Not “exclusive” and FR scooped it but…
Packed full of lies.
Allison had no idea there was sex going on.
That’s not what DOS slave Jane or Catherine Oxenberg say.
Prosecutors turn over Brady material as a matter of course.
Brady was decided in 1963
Failure to turn over Brady material would be like flunking Criminal Law 101
The Judge is merely telling the DOJ to do what the DOJ was planning to do anyway.
In the past, Raniere would leave the room amazed, dazed and confused with his ambiguous prose, now known to many as “word salad.” Voluminous filings by Defendants this week may prove to be “document salad,” cooked up with similar intent to daze, confuse, and overwhelm Government prosecutors. Given the extent of illegal acts documented throughout the history of the NXIVM cult, is the Government or Judge Garaufis likely to be overwhelmed by such “document salad?”
Are NXIVM Defendants supposed to be astonished at the response drummed up by several lawyers racing to bill as many hourly fees as possible, as quickly as possible by helping NXIVM leadership to author this latest round of self-serving innuendo? Are NXIVM Defendants supposed to look on as the Defense team vomits a pile of rhetorical Motions to Dismiss on to the case docket, and believe that their Vanguard will soon be set free to again serve NXIVM slaves with his magic wand?
How much of Clare’s inheritance money was spent to stir up this week’s bullshit?
Her father was a formidable man. This whole situation is a disgrace to the memory of EBS.
There had to have been something legal EBS could have done to protect his daughters and their inheritance. He had proof they were being swindled by Rainere. No court would have bought the illuminati- Bronfman control over the stock market causing the loss of 65 million dollars minimum of Bronfman money.
This man was not stupid, the key longer installed by Clare should have been discovered, what high profile billionaire does not keep up with the latest computer hacking techniques?
We have all gotten use to reading 65 million dollars, we tend to forget what an incredible sum of money this is!
The defendants’ backs are against the wall.
They are throwing Hail Mary passes left and right.
They are desperate to get the conspiracy charges dismissed or failing that have reams and reams of evidence kept out of this case.
There’s only one problem for the defendants.
All of the crimes in this case were committed by multiple defendants acting together in concert.
That is the essence of conspiracy.
And Conspiracy Laws allow co-conspirators to be tried together and allows the statements of one conspirator to be used against other conspirators.
The government always treats criminals acting together in concert more seriously than lone wolf criminals.
These rules are nothing new.
Too bad the smartest man in the world, Keith Raniere, did not realize that he had created a massive criminal conspiracy.
These are mere formality type submittals.
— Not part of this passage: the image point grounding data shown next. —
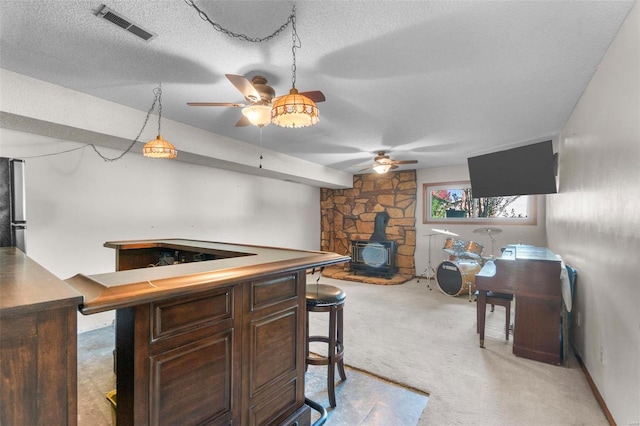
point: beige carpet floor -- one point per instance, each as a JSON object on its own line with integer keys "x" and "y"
{"x": 427, "y": 340}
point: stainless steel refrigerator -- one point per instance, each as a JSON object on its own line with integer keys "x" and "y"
{"x": 13, "y": 219}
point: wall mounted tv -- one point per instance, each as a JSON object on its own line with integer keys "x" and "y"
{"x": 525, "y": 170}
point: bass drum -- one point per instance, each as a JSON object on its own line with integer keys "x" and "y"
{"x": 454, "y": 278}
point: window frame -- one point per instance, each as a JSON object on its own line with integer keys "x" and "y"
{"x": 532, "y": 207}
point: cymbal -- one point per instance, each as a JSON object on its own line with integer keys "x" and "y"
{"x": 445, "y": 231}
{"x": 487, "y": 231}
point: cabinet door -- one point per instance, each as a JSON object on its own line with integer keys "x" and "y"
{"x": 186, "y": 361}
{"x": 273, "y": 351}
{"x": 38, "y": 369}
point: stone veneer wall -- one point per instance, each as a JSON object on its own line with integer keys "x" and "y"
{"x": 348, "y": 214}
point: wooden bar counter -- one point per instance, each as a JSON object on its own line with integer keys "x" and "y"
{"x": 38, "y": 317}
{"x": 217, "y": 338}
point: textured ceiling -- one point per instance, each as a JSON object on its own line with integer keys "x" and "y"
{"x": 435, "y": 81}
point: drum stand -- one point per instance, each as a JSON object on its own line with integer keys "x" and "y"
{"x": 429, "y": 273}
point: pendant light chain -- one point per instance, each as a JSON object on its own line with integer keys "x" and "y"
{"x": 158, "y": 93}
{"x": 244, "y": 37}
{"x": 295, "y": 44}
{"x": 261, "y": 147}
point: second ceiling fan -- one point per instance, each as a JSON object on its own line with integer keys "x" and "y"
{"x": 382, "y": 163}
{"x": 259, "y": 97}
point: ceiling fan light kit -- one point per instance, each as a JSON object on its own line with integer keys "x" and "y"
{"x": 382, "y": 168}
{"x": 293, "y": 110}
{"x": 258, "y": 115}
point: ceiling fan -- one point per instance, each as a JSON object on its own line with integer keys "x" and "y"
{"x": 259, "y": 97}
{"x": 382, "y": 163}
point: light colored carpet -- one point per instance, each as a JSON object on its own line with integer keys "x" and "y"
{"x": 428, "y": 340}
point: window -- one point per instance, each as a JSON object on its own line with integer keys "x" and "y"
{"x": 453, "y": 202}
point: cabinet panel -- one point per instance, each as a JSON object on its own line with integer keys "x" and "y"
{"x": 180, "y": 315}
{"x": 284, "y": 400}
{"x": 193, "y": 384}
{"x": 18, "y": 367}
{"x": 273, "y": 348}
{"x": 268, "y": 292}
{"x": 38, "y": 368}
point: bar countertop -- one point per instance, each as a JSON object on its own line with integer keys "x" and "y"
{"x": 103, "y": 292}
{"x": 25, "y": 286}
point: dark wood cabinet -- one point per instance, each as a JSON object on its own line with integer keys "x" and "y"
{"x": 210, "y": 342}
{"x": 38, "y": 344}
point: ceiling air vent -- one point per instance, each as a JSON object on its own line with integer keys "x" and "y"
{"x": 105, "y": 13}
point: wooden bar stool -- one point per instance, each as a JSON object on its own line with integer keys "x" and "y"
{"x": 502, "y": 299}
{"x": 327, "y": 298}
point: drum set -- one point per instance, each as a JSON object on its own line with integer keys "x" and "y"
{"x": 457, "y": 274}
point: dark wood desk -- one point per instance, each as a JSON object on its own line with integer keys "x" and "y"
{"x": 532, "y": 274}
{"x": 218, "y": 340}
{"x": 38, "y": 372}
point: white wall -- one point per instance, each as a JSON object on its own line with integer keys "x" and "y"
{"x": 594, "y": 222}
{"x": 76, "y": 202}
{"x": 511, "y": 234}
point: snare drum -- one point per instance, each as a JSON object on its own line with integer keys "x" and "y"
{"x": 453, "y": 246}
{"x": 454, "y": 278}
{"x": 473, "y": 250}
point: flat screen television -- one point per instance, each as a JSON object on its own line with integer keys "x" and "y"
{"x": 526, "y": 170}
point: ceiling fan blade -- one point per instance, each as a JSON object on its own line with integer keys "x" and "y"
{"x": 244, "y": 121}
{"x": 405, "y": 162}
{"x": 245, "y": 87}
{"x": 314, "y": 95}
{"x": 231, "y": 104}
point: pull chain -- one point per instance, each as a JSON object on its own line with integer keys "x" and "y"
{"x": 261, "y": 146}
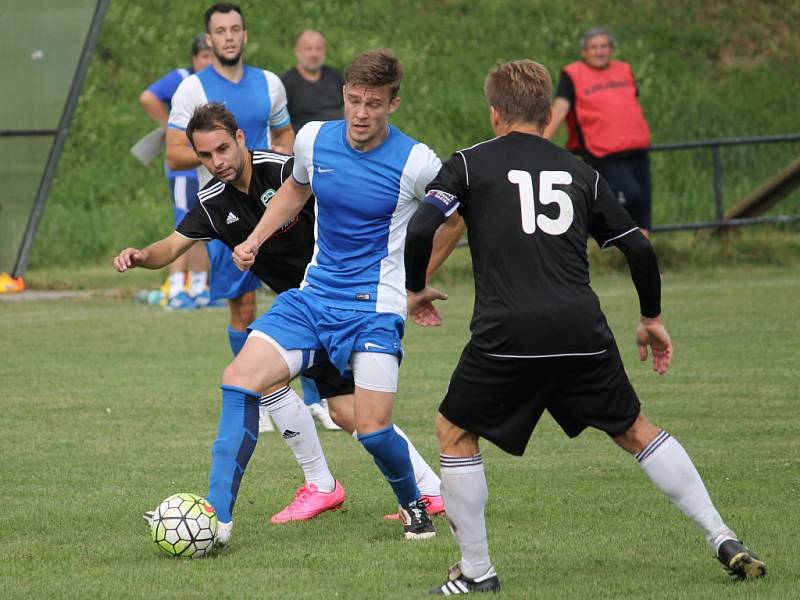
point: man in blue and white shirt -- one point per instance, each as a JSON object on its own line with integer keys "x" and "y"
{"x": 368, "y": 179}
{"x": 258, "y": 101}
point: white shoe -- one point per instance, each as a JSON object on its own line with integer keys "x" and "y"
{"x": 320, "y": 412}
{"x": 264, "y": 421}
{"x": 223, "y": 536}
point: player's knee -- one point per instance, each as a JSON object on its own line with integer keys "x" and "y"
{"x": 453, "y": 440}
{"x": 638, "y": 435}
{"x": 235, "y": 375}
{"x": 342, "y": 413}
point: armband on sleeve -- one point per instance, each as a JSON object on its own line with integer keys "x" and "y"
{"x": 447, "y": 203}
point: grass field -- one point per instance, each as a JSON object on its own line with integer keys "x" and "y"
{"x": 108, "y": 407}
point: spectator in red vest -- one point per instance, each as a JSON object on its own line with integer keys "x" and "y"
{"x": 598, "y": 98}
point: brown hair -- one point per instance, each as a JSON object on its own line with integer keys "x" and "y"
{"x": 376, "y": 69}
{"x": 520, "y": 92}
{"x": 210, "y": 117}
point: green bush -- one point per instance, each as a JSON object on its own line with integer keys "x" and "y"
{"x": 705, "y": 70}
I highly doubt the Feds have left their t’s uncrossed or i’s undotted.
The defendants are anxious for the Feds to produce Brady material, because they can’t find any on their own.
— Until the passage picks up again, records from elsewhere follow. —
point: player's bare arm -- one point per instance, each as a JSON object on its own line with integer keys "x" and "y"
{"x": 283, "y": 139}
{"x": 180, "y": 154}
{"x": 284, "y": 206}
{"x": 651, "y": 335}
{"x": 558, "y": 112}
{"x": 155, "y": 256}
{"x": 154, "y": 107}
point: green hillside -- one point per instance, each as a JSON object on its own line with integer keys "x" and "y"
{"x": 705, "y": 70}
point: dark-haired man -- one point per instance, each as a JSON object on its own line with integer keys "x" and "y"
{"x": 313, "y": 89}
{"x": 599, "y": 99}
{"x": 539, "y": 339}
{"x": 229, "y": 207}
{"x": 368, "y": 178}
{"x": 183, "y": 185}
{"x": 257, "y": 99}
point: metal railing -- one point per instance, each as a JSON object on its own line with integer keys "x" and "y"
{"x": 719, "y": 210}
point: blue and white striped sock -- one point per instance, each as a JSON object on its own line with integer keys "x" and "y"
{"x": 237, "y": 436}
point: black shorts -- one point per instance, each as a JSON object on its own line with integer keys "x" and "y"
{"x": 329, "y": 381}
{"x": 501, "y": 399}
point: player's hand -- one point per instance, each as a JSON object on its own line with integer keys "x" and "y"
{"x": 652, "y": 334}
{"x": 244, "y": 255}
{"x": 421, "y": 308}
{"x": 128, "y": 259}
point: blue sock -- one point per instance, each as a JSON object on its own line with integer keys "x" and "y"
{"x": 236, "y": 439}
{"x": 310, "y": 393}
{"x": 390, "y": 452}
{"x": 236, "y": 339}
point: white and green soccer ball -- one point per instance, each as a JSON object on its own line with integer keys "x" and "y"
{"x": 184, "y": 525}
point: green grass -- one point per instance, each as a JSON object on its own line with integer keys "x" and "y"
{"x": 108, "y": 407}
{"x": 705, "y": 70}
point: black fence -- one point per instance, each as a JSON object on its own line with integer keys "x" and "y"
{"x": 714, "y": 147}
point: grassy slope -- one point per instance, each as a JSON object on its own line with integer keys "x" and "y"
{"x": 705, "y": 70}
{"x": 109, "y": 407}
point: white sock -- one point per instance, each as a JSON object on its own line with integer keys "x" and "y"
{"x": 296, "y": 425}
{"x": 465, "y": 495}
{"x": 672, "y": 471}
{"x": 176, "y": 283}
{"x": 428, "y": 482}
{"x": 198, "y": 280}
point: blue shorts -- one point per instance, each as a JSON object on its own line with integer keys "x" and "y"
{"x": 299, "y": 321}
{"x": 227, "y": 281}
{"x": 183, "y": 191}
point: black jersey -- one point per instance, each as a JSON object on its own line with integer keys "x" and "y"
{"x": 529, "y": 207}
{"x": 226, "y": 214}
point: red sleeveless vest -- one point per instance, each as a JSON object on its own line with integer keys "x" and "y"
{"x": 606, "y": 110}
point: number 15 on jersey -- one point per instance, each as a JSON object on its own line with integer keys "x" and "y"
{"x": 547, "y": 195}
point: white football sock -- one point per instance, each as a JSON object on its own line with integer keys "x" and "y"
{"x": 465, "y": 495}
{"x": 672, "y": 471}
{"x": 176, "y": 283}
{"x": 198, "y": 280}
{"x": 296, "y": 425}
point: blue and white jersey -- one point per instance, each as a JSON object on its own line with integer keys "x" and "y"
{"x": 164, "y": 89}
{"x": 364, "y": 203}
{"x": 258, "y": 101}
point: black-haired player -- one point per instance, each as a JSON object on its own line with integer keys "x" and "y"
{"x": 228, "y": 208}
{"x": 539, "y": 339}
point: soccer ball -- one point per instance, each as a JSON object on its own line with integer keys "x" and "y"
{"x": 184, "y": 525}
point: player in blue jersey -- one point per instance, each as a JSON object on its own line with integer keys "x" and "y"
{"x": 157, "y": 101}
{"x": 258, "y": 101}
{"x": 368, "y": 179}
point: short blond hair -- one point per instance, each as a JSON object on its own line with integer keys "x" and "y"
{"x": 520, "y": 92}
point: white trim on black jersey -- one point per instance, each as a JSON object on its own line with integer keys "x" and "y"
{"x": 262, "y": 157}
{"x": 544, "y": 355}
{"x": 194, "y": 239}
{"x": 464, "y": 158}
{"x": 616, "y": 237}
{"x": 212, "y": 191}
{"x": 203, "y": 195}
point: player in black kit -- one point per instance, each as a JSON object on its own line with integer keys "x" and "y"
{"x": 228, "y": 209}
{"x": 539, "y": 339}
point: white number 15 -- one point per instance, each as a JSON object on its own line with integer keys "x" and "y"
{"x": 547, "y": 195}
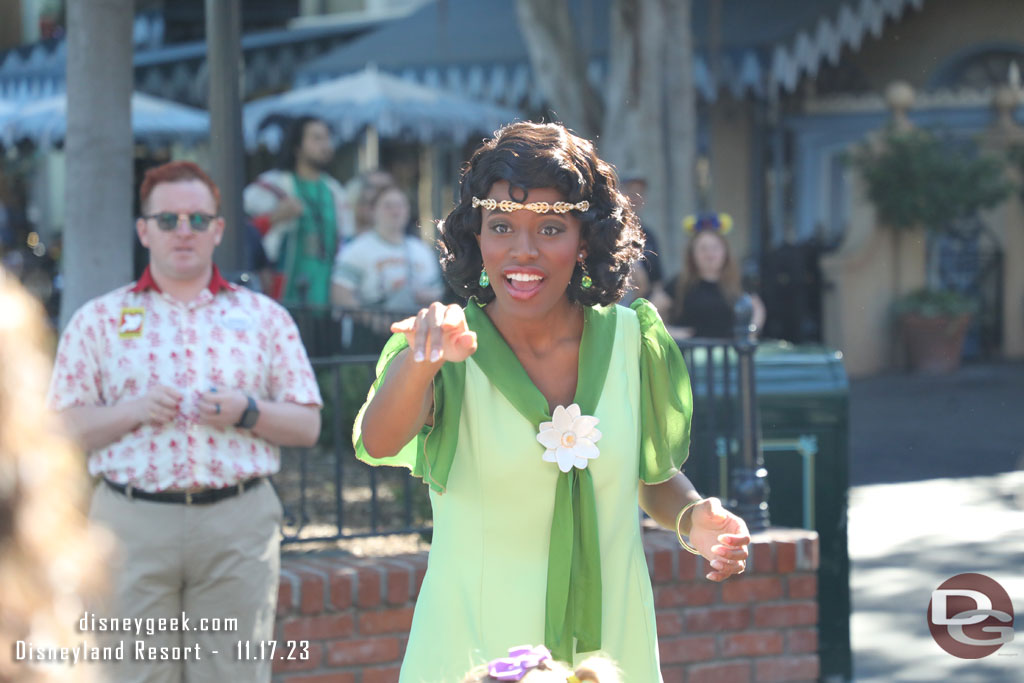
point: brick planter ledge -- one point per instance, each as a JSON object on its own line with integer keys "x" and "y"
{"x": 356, "y": 612}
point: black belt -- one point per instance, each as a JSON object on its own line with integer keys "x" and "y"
{"x": 205, "y": 497}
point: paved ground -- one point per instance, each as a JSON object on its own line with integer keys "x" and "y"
{"x": 938, "y": 489}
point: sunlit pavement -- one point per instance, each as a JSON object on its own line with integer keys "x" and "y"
{"x": 941, "y": 493}
{"x": 905, "y": 540}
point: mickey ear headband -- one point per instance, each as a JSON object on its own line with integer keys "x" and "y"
{"x": 715, "y": 222}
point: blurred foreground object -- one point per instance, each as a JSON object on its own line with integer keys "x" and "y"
{"x": 50, "y": 557}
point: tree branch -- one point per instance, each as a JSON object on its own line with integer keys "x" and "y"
{"x": 559, "y": 66}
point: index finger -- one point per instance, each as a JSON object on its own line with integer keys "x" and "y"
{"x": 734, "y": 539}
{"x": 401, "y": 327}
{"x": 172, "y": 392}
{"x": 455, "y": 319}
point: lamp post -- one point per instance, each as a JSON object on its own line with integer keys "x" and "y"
{"x": 223, "y": 39}
{"x": 749, "y": 483}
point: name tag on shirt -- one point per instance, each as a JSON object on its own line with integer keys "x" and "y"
{"x": 130, "y": 326}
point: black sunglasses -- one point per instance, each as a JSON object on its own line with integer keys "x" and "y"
{"x": 168, "y": 221}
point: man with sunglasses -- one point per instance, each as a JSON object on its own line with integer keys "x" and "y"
{"x": 182, "y": 387}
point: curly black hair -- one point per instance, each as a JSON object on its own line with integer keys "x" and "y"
{"x": 534, "y": 156}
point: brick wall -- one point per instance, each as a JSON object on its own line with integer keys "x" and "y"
{"x": 355, "y": 612}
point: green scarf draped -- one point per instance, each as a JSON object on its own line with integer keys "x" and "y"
{"x": 572, "y": 606}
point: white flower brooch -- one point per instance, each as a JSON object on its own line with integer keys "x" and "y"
{"x": 569, "y": 438}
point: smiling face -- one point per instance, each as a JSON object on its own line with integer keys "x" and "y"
{"x": 181, "y": 254}
{"x": 529, "y": 257}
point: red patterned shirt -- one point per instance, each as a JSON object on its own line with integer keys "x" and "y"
{"x": 119, "y": 345}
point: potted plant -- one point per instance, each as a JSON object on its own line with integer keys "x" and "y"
{"x": 934, "y": 324}
{"x": 915, "y": 178}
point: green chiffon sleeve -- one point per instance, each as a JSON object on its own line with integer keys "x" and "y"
{"x": 666, "y": 399}
{"x": 430, "y": 454}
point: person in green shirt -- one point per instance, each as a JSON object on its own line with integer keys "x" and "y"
{"x": 303, "y": 213}
{"x": 541, "y": 415}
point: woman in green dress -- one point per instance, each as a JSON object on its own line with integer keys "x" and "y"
{"x": 541, "y": 415}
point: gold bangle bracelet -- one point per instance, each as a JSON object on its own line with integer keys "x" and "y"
{"x": 679, "y": 531}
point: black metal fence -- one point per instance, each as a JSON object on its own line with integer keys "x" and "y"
{"x": 329, "y": 495}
Whoa. Thanks, Frank, for serving up a feast just in time for T-day! Can’t wait to gobble, gobble up all these pleadings with a side of your saucy remarks!
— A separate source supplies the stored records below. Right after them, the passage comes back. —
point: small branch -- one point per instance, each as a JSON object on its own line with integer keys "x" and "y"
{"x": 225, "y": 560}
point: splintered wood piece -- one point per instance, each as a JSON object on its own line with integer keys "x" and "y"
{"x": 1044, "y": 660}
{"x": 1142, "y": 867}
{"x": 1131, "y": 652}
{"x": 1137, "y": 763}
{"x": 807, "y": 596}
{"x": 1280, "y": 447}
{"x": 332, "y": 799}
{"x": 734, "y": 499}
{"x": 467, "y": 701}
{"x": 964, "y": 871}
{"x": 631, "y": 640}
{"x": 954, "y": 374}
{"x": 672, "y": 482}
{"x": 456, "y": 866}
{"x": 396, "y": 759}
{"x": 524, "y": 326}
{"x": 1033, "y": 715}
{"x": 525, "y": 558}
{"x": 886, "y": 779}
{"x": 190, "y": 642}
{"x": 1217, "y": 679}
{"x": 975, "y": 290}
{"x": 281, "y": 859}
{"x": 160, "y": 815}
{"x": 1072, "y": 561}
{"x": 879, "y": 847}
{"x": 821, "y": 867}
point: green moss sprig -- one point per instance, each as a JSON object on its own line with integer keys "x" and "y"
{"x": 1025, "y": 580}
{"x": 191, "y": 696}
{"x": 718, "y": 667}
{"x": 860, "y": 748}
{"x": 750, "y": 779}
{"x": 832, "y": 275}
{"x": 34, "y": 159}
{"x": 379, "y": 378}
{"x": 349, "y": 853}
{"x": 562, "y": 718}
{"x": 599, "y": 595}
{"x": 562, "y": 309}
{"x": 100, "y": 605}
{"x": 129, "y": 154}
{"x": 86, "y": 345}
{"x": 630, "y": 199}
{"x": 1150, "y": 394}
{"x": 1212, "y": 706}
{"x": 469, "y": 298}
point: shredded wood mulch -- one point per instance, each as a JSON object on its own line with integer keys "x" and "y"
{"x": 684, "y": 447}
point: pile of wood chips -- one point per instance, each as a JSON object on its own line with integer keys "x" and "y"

Had to Wiki “Brady” myself, may as well share:
This article is about evidence handling in U.S. criminal trials. For rules in American football, see Tom Brady § The Brady rule.
Brady disclosure consists of exculpatory or impeaching information and evidence that is material to the guilt or innocence or to the punishment of a defendant. The term comes from the U.S. Supreme Court case Brady v. Maryland, in which the Supreme Court ruled that suppression by the prosecution of evidence favorable to a defendant who has requested it violates due process.
Following Brady, the prosecutor must disclose evidence or information that would prove the innocence of the defendant or would enable the defense to more effectively impeach the credibility of government witnesses.
The government routinely divulges Brady evidence to the defense because they don’t want to lose on appeal.
Violating Brady would be like flunking Criminal Law 101.
Brady v. Maryland was decided way back in 1963.
The Judge would merely be telling the prosecutors to do what they plan to do anyway.